I, as well as many people, consider spam to be anything unsolicited. Phone calls, text messages, door knockers, junk snail mail, emails, social media messages. You name it, if its unsolicited from an unknown or unwelcome source, its spam to me. I'm sure I'm not the only one here that uses the term very broadly these days.
Clearly, in this case, the only form of corporate harassment that a simple CIRA auth request form could possibly generate is.... drumroll please... an unsolicited email, i.e. SPAM. So no, these are not two totally different things. You singled out a very specific type of corporate harassment - an unsolicited email message. Apparently Armageddon is coming in the form of an unrequested auth-code request.
And wouldn't the CIRA Registrant Contact form be worse?
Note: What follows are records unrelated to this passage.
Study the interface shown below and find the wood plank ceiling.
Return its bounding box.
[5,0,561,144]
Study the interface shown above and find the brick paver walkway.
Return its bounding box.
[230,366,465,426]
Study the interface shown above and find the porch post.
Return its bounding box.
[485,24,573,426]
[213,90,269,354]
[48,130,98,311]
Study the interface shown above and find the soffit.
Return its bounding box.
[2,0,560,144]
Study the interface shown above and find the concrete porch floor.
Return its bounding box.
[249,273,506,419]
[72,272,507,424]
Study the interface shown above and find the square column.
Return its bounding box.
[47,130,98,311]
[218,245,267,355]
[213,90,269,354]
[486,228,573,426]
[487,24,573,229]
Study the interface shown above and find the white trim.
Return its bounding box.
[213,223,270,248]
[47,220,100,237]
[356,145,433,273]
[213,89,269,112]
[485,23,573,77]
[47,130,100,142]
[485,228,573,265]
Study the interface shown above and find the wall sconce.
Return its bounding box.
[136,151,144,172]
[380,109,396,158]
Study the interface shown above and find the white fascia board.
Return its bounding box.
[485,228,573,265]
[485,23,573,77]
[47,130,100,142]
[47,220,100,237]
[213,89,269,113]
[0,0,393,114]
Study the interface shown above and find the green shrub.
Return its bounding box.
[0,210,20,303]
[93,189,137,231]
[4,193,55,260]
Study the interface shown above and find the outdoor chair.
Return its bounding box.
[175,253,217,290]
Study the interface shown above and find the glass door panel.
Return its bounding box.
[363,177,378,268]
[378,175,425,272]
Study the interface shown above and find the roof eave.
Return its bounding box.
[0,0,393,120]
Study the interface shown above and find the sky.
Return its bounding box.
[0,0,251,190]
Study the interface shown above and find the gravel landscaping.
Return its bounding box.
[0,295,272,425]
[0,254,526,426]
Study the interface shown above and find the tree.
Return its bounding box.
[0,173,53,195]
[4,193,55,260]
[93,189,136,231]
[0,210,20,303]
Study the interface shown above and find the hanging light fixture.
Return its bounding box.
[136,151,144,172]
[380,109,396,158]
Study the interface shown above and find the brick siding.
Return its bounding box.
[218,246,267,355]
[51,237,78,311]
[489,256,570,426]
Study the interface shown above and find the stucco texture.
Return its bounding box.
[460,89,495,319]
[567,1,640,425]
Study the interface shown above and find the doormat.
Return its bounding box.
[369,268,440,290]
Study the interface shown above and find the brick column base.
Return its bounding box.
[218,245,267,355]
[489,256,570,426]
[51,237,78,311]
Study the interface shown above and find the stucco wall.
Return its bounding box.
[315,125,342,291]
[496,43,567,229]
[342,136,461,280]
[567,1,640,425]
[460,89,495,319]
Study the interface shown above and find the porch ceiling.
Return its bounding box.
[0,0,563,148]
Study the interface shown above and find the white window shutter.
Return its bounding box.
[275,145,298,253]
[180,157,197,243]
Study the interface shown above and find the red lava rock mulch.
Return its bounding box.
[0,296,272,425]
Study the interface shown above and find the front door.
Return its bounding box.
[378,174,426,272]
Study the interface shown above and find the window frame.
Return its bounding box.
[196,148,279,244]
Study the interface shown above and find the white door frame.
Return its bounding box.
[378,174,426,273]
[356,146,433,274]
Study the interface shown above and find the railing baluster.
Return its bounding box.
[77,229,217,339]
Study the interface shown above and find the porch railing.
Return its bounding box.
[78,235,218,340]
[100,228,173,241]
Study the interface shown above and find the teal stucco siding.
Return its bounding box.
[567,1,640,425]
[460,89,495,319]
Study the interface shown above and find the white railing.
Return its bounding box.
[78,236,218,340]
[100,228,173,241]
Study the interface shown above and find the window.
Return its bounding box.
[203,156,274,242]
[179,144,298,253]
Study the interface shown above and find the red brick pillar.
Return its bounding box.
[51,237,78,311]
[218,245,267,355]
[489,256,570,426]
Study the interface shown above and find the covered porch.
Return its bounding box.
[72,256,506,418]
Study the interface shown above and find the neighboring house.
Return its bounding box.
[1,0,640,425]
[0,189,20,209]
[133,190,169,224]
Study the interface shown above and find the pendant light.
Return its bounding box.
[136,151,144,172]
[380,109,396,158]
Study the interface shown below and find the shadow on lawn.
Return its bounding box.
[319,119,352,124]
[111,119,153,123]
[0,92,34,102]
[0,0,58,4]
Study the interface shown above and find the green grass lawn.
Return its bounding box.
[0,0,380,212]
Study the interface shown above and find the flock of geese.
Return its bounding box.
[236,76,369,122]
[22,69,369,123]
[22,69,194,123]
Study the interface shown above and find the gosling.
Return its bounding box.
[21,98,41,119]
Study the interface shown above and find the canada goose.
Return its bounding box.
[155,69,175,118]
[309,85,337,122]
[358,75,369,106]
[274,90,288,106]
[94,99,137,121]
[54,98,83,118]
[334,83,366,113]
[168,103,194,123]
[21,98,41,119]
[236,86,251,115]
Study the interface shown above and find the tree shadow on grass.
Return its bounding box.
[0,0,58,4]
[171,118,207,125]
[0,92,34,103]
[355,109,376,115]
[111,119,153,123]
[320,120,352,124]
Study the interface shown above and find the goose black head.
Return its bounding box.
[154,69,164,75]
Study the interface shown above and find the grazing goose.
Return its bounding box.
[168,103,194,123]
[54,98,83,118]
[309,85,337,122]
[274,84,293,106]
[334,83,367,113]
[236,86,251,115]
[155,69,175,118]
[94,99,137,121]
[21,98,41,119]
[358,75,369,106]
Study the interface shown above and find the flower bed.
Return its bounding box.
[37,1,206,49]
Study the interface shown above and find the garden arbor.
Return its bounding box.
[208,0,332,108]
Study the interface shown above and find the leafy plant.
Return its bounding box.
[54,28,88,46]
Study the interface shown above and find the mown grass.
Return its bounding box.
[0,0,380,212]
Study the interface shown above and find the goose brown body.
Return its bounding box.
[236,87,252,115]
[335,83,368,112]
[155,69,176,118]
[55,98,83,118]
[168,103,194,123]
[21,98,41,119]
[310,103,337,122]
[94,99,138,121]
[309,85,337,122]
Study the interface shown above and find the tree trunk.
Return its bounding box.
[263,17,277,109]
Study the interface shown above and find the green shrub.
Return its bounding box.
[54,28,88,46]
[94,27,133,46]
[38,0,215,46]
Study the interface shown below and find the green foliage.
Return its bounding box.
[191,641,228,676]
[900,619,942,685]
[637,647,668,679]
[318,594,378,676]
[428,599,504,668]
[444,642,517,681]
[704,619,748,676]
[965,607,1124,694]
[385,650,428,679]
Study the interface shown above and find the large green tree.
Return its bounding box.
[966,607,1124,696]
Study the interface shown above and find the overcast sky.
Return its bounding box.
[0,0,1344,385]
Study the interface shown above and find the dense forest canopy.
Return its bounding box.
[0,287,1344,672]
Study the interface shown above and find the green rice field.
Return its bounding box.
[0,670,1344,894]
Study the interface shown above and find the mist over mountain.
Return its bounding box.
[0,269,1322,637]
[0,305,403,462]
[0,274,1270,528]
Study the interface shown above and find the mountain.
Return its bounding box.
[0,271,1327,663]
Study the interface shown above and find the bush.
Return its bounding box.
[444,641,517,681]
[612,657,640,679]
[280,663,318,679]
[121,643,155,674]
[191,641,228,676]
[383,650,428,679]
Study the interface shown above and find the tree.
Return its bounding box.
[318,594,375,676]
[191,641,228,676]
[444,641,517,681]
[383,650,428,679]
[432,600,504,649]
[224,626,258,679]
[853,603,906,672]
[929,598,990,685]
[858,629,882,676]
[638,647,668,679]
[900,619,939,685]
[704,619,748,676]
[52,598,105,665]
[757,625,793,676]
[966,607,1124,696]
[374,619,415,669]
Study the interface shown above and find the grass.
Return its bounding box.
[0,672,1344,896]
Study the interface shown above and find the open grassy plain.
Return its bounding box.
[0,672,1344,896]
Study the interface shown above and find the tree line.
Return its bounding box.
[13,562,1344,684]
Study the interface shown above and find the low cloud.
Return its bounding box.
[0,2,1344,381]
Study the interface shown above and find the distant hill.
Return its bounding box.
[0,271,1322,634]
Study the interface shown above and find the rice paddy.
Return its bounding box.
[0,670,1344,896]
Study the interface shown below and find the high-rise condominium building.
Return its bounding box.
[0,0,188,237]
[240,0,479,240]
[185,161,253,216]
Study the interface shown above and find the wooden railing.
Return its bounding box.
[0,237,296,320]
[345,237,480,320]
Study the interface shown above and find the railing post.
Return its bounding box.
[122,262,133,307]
You don't even need to know their email address for that!
In any case, dude, try to lighted up a bit, in the scheme of potential "corporate harassment" methods, this is unbelievably minor, and no worse than what already exists. So we add 1 new form that almost no one on planet earth even knows about, to the gazillions of forms I could enter an email address into as a way to harass someone at the other end of that email. Its like a drop in the ocean, meaningless.
I wanted to point out, unrelated to you, that a legitimate knee-jerk concern might be if someone nefarious could intercept your email. And I'll point out that it could be through an account hack, or from leaving your computer or phone open long enough for them to install a global redirect or filter on your email accounts. That's why I carefully pointed out many of the various levels of security options you may or may not have through your registrar and email accounts. Understanding that is the key to understanding that an unrequested auth code email is not the thing you should be worried about. Hopefully that has prompted a few people to take that two-factor-authentication stuff seriously, on all of your registrant email AND registrar accounts. If something is going to go wrong - its most likely to be at your email or registrar account level. In only takes one of them to be hacked to be a major problem.
In any case. My vote is that the CIRA Auth Code Request form is a good thing. Thanks
@richard.schreier for making it happen.